Recipes with Kate Humble

Kate Humble standing in a garden wearing a gilet

By Kate Humble

If you are dreading the long, dark days of winter, I’ve got this little bit of advice for you: don’t fight nature! Embrace the season, keep your feet warm and eat well. Spring will be here soon!

There are certain things that I will always associate with my grandmother, Paddy. Rich Tea biscuits, which she would have with her morning tea before she got up. House coats. Chocolate buttons. Gin and Tonic. And, curiously, mushrooms on toast. I say curiously, because I can’t actually remember her ever making them for me, but for reasons long forgotten, she and that glorious smell of mushrooms frying in butter are synonymous. I would love to say that I spend every Autumn morning out in the fields foraging the mushrooms I then cook up for breakfast, but it would be a lie. My knowledge of mushrooms is woeful and my fear of picking, cooking and eating something that looks innocuous but is actually deadly is – reassuringly for everyone I hold dear – enough to stop me trying. Every year I promise myself I will join my brilliant mushroom expert friend Simon on a forage, and then time does its thing, and the season is over once again. So, you can use any mushrooms you like here, foraged from your local woods and fields or from the shelves of your local supermarket.

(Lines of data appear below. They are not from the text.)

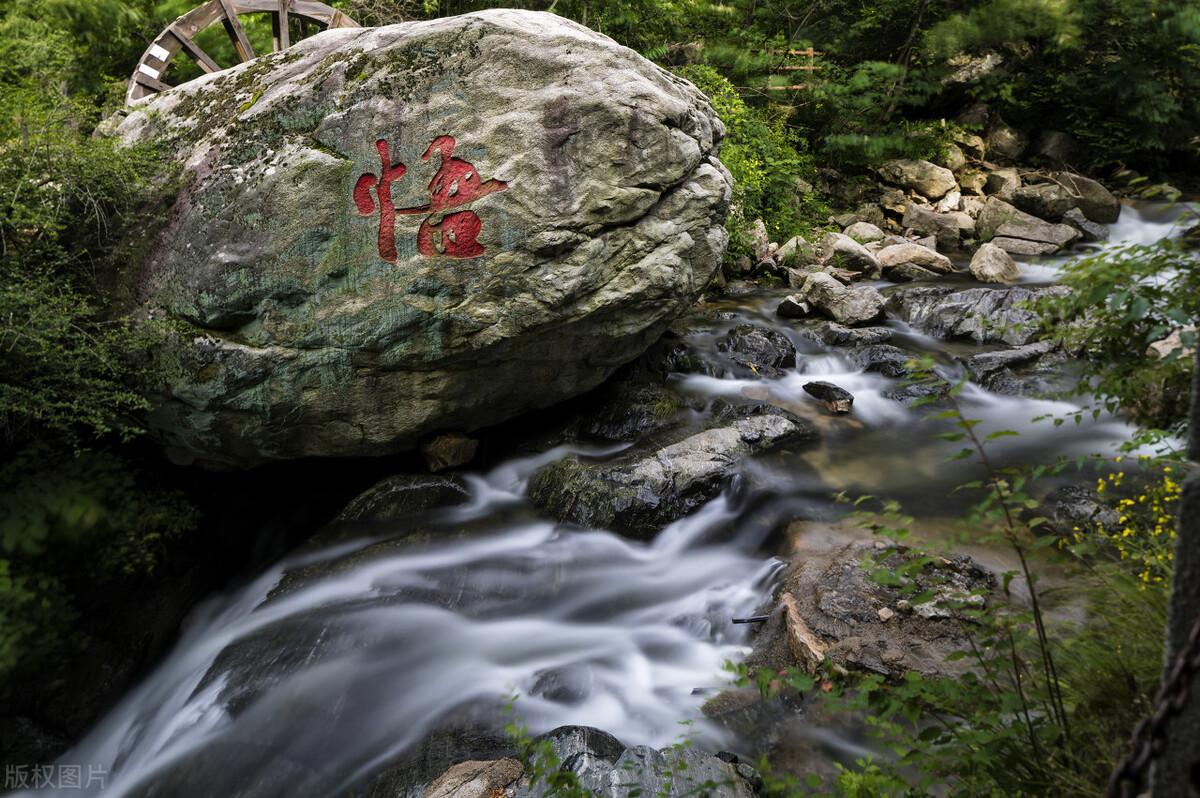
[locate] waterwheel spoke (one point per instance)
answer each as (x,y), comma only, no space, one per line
(280,22)
(154,84)
(237,33)
(196,52)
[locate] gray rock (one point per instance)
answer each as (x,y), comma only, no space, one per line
(475,779)
(757,351)
(1002,183)
(844,252)
(972,181)
(1097,202)
(985,315)
(834,397)
(405,495)
(796,247)
(1047,201)
(893,199)
(1001,220)
(449,450)
(927,179)
(793,307)
(1080,508)
(1020,246)
(916,255)
(837,335)
(993,264)
(953,159)
(1087,228)
(888,360)
(1032,370)
(844,305)
(946,228)
(858,623)
(863,232)
(598,219)
(971,144)
(1006,144)
(641,771)
(907,273)
(640,492)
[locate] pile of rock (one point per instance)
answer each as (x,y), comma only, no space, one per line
(918,213)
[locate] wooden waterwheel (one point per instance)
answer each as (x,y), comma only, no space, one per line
(180,36)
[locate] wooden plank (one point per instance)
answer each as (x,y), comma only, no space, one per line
(235,31)
(197,54)
(280,27)
(150,83)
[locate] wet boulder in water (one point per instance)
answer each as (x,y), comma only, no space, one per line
(757,351)
(640,492)
(1089,229)
(834,397)
(987,315)
(1038,369)
(607,768)
(844,305)
(858,623)
(385,233)
(838,335)
(888,360)
(405,495)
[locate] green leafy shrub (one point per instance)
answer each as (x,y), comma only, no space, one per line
(1044,707)
(1123,300)
(766,160)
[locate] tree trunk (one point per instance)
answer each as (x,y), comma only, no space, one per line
(1176,771)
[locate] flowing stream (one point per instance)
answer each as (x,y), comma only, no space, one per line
(349,653)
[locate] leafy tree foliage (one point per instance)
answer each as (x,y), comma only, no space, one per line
(72,209)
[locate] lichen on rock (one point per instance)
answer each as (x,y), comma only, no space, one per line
(390,232)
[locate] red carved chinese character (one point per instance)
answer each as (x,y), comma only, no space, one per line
(382,187)
(459,232)
(456,183)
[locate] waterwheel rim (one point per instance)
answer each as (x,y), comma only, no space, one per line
(180,37)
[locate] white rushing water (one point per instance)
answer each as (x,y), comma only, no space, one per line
(585,627)
(336,661)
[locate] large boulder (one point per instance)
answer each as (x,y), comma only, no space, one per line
(390,232)
(1017,232)
(927,179)
(642,491)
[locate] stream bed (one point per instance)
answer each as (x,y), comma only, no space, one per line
(376,643)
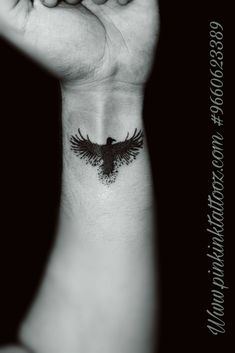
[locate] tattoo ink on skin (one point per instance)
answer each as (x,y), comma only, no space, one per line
(108,157)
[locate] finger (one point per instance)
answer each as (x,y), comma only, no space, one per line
(73,2)
(99,2)
(50,3)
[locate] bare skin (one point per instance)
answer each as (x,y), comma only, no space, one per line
(98,293)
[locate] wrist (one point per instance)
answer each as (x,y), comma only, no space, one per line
(102,108)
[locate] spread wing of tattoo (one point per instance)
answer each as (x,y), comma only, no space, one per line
(107,157)
(86,149)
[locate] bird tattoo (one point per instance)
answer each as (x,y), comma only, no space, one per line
(108,157)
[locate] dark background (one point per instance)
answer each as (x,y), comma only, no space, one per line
(179,131)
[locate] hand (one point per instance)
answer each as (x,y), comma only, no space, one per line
(85,41)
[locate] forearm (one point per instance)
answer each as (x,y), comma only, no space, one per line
(102,263)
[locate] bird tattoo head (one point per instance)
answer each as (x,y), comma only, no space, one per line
(107,157)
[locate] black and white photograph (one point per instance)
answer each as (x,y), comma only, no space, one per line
(116,176)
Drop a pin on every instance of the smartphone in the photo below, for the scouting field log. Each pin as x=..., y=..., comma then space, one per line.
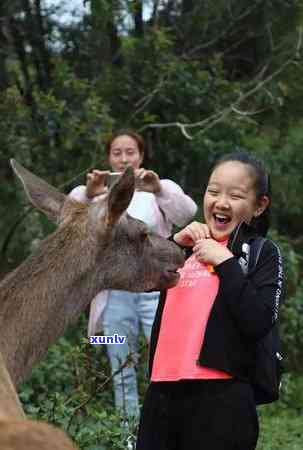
x=111, y=178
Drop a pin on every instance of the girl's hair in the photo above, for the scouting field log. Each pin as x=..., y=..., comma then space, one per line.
x=126, y=132
x=261, y=186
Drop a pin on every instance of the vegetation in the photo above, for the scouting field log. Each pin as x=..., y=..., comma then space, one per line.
x=198, y=79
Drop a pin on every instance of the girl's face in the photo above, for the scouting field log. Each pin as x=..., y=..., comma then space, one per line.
x=124, y=151
x=230, y=198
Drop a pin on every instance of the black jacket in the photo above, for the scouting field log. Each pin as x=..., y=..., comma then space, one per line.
x=245, y=308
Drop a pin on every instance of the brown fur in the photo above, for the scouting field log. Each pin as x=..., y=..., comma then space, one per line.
x=95, y=247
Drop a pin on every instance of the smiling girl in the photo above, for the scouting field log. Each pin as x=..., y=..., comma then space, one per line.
x=206, y=330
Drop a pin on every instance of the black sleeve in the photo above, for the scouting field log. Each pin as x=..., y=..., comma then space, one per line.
x=253, y=300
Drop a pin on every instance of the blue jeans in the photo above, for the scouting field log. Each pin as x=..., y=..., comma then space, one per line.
x=124, y=313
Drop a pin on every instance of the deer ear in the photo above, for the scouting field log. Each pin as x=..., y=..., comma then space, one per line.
x=120, y=196
x=41, y=194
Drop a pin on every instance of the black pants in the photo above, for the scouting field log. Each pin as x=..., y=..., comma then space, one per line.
x=200, y=415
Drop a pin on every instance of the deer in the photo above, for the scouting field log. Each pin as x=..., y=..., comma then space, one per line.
x=94, y=247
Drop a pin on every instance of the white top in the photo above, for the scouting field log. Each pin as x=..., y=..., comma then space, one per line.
x=159, y=211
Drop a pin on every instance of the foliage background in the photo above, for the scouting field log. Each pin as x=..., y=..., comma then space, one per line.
x=198, y=79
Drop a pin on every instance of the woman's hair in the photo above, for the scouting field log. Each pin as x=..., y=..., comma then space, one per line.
x=126, y=132
x=261, y=185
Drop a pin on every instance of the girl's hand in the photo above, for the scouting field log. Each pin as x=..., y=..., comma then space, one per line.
x=95, y=183
x=211, y=252
x=191, y=234
x=147, y=181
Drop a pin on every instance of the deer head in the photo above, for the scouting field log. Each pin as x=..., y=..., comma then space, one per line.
x=94, y=247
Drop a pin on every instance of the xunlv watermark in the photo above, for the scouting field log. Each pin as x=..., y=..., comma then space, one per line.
x=115, y=339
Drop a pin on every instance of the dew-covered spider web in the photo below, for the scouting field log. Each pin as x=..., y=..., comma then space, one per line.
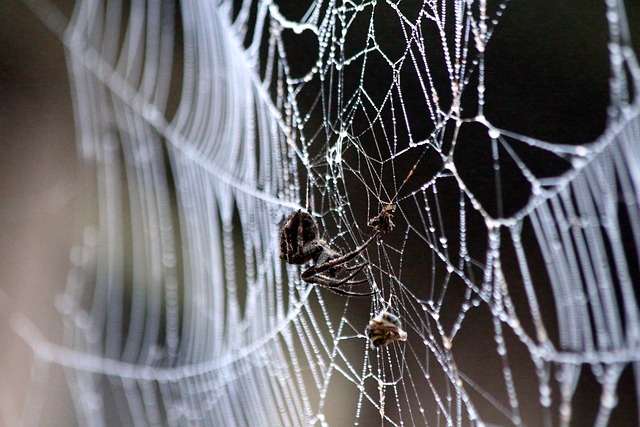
x=506, y=133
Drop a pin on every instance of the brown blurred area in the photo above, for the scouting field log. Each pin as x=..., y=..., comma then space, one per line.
x=37, y=200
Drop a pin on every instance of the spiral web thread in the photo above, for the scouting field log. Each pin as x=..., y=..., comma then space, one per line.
x=178, y=309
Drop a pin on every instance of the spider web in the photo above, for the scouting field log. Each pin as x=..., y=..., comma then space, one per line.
x=513, y=264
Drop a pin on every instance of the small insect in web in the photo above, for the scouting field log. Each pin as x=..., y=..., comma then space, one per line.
x=384, y=329
x=300, y=242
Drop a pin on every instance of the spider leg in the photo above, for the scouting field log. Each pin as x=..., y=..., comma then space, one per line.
x=343, y=259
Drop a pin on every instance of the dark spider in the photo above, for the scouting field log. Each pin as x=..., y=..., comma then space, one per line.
x=300, y=242
x=384, y=329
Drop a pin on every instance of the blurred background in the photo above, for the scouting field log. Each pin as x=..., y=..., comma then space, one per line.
x=37, y=200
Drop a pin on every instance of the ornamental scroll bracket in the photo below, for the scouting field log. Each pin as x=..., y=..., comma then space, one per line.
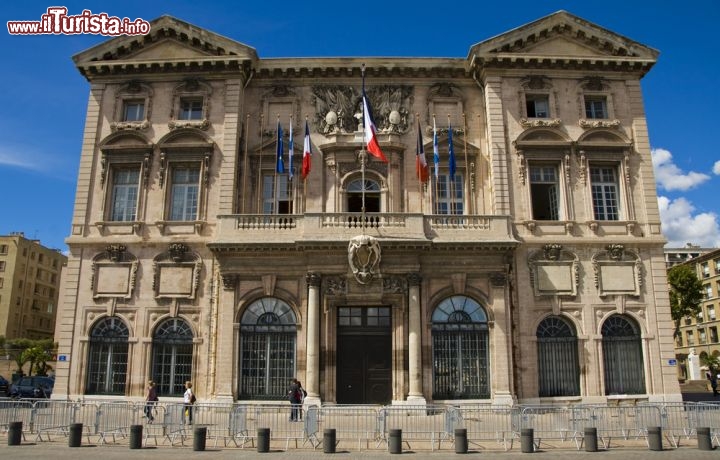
x=364, y=258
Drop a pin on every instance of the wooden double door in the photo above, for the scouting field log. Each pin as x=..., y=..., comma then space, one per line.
x=364, y=356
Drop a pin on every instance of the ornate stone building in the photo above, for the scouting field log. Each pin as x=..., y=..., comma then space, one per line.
x=528, y=269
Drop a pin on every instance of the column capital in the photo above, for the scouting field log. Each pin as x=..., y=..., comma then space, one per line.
x=414, y=279
x=229, y=280
x=313, y=279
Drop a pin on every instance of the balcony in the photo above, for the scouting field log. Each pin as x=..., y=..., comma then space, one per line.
x=341, y=227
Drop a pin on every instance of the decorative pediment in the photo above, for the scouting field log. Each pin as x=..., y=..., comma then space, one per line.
x=176, y=273
x=618, y=271
x=172, y=44
x=338, y=108
x=562, y=39
x=554, y=271
x=113, y=273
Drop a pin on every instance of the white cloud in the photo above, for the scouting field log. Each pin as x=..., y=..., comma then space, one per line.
x=680, y=226
x=670, y=177
x=17, y=161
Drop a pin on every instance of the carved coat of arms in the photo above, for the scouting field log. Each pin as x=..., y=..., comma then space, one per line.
x=364, y=257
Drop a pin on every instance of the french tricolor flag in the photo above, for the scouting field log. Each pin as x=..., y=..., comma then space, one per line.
x=307, y=153
x=370, y=132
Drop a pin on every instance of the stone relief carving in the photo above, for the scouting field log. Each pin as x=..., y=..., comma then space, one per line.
x=335, y=285
x=364, y=257
x=338, y=109
x=176, y=273
x=394, y=285
x=554, y=271
x=588, y=124
x=114, y=272
x=541, y=123
x=617, y=271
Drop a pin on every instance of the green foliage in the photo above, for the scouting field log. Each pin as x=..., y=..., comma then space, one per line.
x=685, y=294
x=35, y=352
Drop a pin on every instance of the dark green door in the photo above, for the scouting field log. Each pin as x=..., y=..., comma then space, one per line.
x=364, y=359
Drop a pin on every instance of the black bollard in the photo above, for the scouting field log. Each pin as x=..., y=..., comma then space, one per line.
x=704, y=440
x=329, y=441
x=14, y=433
x=395, y=441
x=655, y=438
x=199, y=435
x=263, y=439
x=460, y=441
x=136, y=436
x=527, y=441
x=75, y=435
x=590, y=439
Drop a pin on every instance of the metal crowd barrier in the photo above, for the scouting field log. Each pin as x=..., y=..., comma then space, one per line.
x=361, y=427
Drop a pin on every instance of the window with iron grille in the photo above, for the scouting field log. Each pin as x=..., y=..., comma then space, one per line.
x=449, y=194
x=184, y=192
x=605, y=192
x=172, y=356
x=622, y=356
x=558, y=366
x=107, y=357
x=125, y=184
x=268, y=331
x=460, y=350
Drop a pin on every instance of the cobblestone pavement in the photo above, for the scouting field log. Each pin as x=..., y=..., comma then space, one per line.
x=58, y=450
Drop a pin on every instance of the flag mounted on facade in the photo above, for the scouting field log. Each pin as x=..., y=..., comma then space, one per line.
x=290, y=152
x=370, y=132
x=307, y=152
x=279, y=162
x=421, y=168
x=436, y=150
x=451, y=152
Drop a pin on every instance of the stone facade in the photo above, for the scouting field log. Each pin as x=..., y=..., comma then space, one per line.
x=363, y=282
x=29, y=287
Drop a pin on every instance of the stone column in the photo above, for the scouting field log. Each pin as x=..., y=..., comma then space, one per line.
x=312, y=362
x=501, y=333
x=415, y=339
x=225, y=340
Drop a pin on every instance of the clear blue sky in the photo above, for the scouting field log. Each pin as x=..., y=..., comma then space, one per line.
x=45, y=96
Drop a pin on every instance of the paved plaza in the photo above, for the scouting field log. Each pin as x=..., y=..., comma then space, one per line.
x=60, y=451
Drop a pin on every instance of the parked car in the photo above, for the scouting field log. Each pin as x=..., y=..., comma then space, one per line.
x=4, y=386
x=32, y=387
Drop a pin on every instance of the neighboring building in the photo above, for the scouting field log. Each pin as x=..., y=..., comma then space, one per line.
x=535, y=273
x=675, y=256
x=29, y=287
x=701, y=332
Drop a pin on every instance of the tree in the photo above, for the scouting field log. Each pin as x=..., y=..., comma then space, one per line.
x=686, y=293
x=35, y=352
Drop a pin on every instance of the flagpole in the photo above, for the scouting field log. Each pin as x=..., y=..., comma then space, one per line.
x=467, y=170
x=291, y=185
x=277, y=146
x=260, y=184
x=451, y=187
x=417, y=170
x=363, y=155
x=245, y=162
x=304, y=176
x=434, y=195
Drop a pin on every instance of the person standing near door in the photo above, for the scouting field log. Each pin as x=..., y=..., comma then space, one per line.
x=295, y=398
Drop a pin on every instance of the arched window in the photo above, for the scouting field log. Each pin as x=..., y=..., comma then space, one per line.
x=460, y=350
x=107, y=357
x=622, y=356
x=558, y=367
x=268, y=330
x=372, y=195
x=172, y=356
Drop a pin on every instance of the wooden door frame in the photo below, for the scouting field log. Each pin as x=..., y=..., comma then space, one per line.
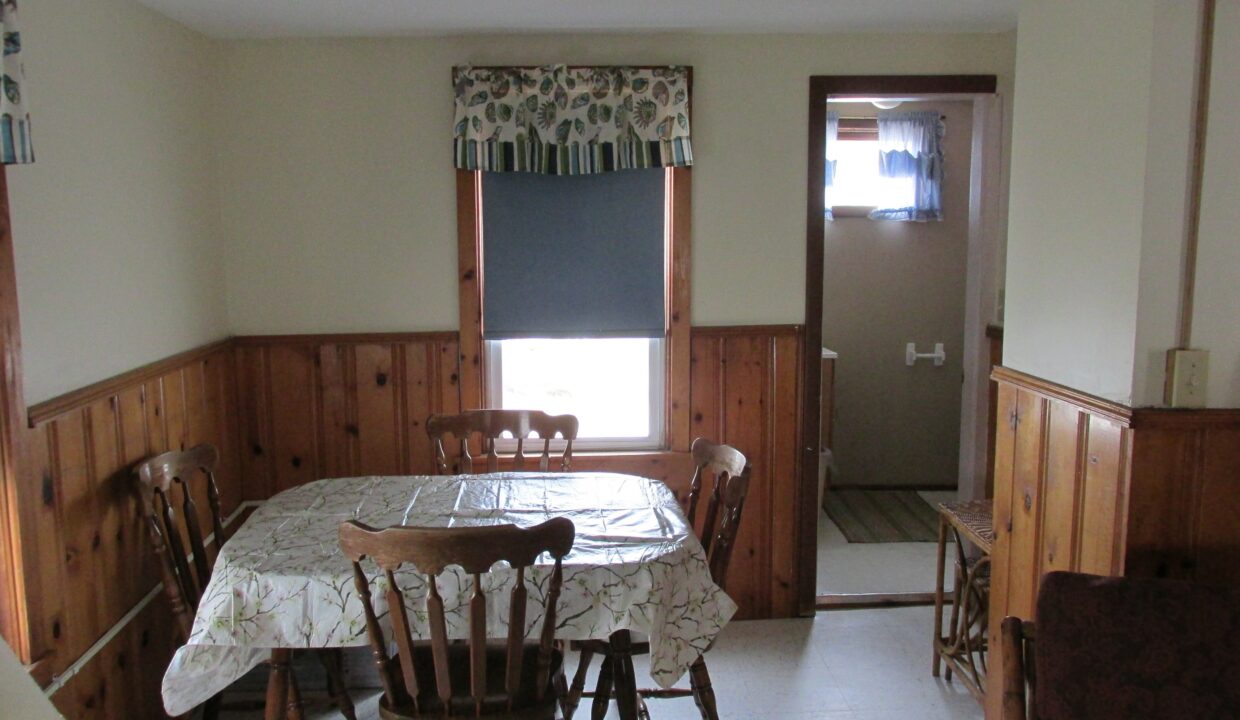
x=821, y=88
x=15, y=506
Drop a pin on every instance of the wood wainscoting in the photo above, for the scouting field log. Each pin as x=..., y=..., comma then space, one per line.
x=93, y=561
x=341, y=405
x=1091, y=486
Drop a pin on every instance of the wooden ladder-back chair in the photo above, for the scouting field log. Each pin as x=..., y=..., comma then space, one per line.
x=518, y=679
x=719, y=528
x=1116, y=648
x=174, y=523
x=490, y=426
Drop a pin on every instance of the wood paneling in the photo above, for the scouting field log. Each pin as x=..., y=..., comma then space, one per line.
x=745, y=392
x=319, y=407
x=1091, y=486
x=91, y=549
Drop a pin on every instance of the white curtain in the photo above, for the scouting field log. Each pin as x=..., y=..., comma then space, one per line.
x=832, y=156
x=910, y=145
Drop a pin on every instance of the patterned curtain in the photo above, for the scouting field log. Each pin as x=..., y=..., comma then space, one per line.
x=562, y=120
x=15, y=145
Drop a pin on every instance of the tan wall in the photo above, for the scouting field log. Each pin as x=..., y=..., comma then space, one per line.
x=339, y=198
x=1099, y=203
x=1215, y=325
x=887, y=284
x=115, y=227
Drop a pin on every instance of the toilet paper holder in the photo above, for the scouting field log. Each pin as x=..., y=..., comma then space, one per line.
x=910, y=355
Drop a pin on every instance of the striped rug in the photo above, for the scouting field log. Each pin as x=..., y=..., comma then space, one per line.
x=883, y=516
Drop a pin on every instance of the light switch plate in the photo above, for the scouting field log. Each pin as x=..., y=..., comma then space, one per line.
x=1187, y=374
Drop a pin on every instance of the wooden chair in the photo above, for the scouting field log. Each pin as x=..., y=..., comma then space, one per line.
x=722, y=521
x=186, y=574
x=1111, y=648
x=491, y=425
x=518, y=679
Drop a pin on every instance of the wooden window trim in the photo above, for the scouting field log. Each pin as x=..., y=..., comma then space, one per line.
x=676, y=319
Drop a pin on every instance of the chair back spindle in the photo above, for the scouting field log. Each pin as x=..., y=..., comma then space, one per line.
x=722, y=518
x=474, y=549
x=185, y=574
x=484, y=429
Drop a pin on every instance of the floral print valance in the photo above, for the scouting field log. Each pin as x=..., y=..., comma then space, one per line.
x=15, y=145
x=568, y=120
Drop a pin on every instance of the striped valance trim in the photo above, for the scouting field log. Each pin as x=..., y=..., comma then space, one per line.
x=571, y=159
x=15, y=148
x=15, y=143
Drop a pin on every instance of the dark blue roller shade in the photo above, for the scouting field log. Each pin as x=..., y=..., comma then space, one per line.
x=573, y=255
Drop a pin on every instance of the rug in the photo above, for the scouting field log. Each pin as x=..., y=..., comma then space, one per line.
x=883, y=516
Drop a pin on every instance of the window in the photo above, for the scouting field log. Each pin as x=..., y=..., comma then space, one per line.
x=858, y=184
x=614, y=386
x=857, y=181
x=574, y=300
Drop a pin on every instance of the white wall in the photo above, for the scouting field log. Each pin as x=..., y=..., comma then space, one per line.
x=115, y=226
x=337, y=187
x=1098, y=191
x=1217, y=307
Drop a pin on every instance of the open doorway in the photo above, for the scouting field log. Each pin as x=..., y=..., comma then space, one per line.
x=898, y=438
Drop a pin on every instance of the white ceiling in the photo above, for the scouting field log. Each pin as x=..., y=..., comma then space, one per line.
x=394, y=17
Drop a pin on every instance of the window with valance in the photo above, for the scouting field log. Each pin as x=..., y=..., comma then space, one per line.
x=575, y=242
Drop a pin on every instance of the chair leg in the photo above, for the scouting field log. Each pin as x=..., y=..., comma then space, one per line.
x=703, y=694
x=278, y=685
x=334, y=662
x=625, y=682
x=574, y=693
x=603, y=692
x=295, y=711
x=561, y=683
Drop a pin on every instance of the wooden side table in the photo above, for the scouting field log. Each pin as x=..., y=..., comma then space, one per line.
x=964, y=647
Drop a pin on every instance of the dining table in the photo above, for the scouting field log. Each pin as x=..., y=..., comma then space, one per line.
x=282, y=583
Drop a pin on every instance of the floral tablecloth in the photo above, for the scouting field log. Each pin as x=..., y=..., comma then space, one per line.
x=282, y=580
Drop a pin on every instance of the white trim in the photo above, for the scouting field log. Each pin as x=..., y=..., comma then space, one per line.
x=60, y=680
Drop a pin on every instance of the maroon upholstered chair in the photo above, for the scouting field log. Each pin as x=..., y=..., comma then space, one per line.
x=1124, y=648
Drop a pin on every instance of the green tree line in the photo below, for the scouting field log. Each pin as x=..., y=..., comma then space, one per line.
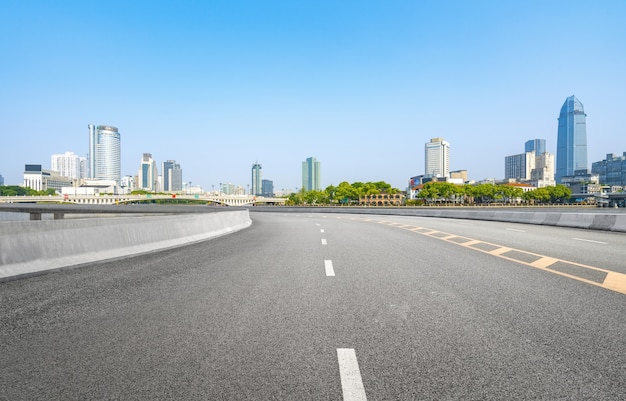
x=433, y=193
x=445, y=192
x=14, y=190
x=342, y=194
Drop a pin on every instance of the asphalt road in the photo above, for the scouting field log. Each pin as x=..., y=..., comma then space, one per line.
x=329, y=307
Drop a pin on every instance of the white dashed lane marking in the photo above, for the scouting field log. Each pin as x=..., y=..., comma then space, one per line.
x=328, y=265
x=351, y=383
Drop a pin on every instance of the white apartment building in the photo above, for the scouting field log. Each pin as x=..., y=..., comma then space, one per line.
x=69, y=165
x=437, y=158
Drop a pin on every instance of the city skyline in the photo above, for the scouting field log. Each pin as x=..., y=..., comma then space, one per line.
x=245, y=81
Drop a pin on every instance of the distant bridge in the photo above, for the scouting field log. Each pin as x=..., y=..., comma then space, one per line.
x=227, y=200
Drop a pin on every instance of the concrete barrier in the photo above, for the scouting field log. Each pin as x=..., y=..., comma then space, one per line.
x=609, y=220
x=27, y=247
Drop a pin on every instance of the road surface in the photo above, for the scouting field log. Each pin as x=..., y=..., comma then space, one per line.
x=329, y=307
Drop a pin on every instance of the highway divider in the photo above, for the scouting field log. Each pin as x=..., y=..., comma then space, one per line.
x=609, y=220
x=30, y=247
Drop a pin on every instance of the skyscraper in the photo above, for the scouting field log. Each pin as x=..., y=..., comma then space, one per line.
x=256, y=179
x=147, y=175
x=437, y=158
x=535, y=145
x=571, y=149
x=104, y=153
x=172, y=176
x=68, y=165
x=311, y=175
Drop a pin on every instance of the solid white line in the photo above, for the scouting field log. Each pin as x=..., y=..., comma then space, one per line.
x=589, y=240
x=351, y=382
x=328, y=266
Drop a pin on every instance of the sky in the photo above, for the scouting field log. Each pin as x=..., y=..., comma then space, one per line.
x=360, y=85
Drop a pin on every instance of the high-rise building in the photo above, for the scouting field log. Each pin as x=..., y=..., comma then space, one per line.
x=519, y=166
x=612, y=170
x=538, y=146
x=172, y=176
x=104, y=153
x=311, y=175
x=267, y=188
x=571, y=149
x=68, y=165
x=256, y=179
x=437, y=158
x=147, y=178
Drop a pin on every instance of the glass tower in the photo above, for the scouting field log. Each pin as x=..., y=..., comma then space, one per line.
x=437, y=158
x=311, y=177
x=256, y=179
x=571, y=148
x=104, y=153
x=538, y=146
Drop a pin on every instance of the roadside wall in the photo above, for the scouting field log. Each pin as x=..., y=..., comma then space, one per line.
x=27, y=247
x=597, y=220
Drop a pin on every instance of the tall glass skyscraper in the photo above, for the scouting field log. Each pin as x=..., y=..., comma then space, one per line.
x=538, y=146
x=311, y=175
x=571, y=148
x=437, y=158
x=104, y=153
x=256, y=179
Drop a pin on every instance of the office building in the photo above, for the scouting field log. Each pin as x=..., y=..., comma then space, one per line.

Kate Humble sat on a trailer with two dogs

Mushrooms on Toast 
Serves 1 
A knob of butter 
1 clove of garlic 
150g mixed mushrooms (this looks like a lot of mushrooms, but they shrink a lot when cooking, plus they are so delicious you don’t want to scrimp) 
A good sprinkling of chopped parsley 
Crème Fraiche (optional) 
Salt & Pepper

Toast to serve – Your lovely, buttery mushrooms deserve a thickish slice of toast to languish on, I think. I’d go wholemeal, but you can choose whatever you like, as long as it is not white and flabby. 
Melt the butter with a glug of oil in a large frying pan over a medium heat. Crush or grate the garlic into the pan and let it soften but not brown. 
Cut up any of the mushrooms that are really big, but leave them quite chunky. Add them to the pan. Stir them gently every now and then so they cook evenly. They’ll start to release some of that lovely, fragrant juice which mixes so deliciously with the butter. When the mushrooms are starting to soften, (after 3-4 minutes) put your toast on. 
Sprinkle most of the parsley over the mushrooms (leaving some for the end), a good pinch of flaked sea salt and a few grinds of black pepper. If you want to add crème fraiche (I don’t, but some do) do it now. 
Turn down the heat and let the mushrooms bubble quietly until your toast is ready. It is up to you and your conscious whether you want more butter on your toast, but whatever you chose, pile on the mushrooms and all their garlicky, buttery juices, sprinkle with more parsley and tuck in.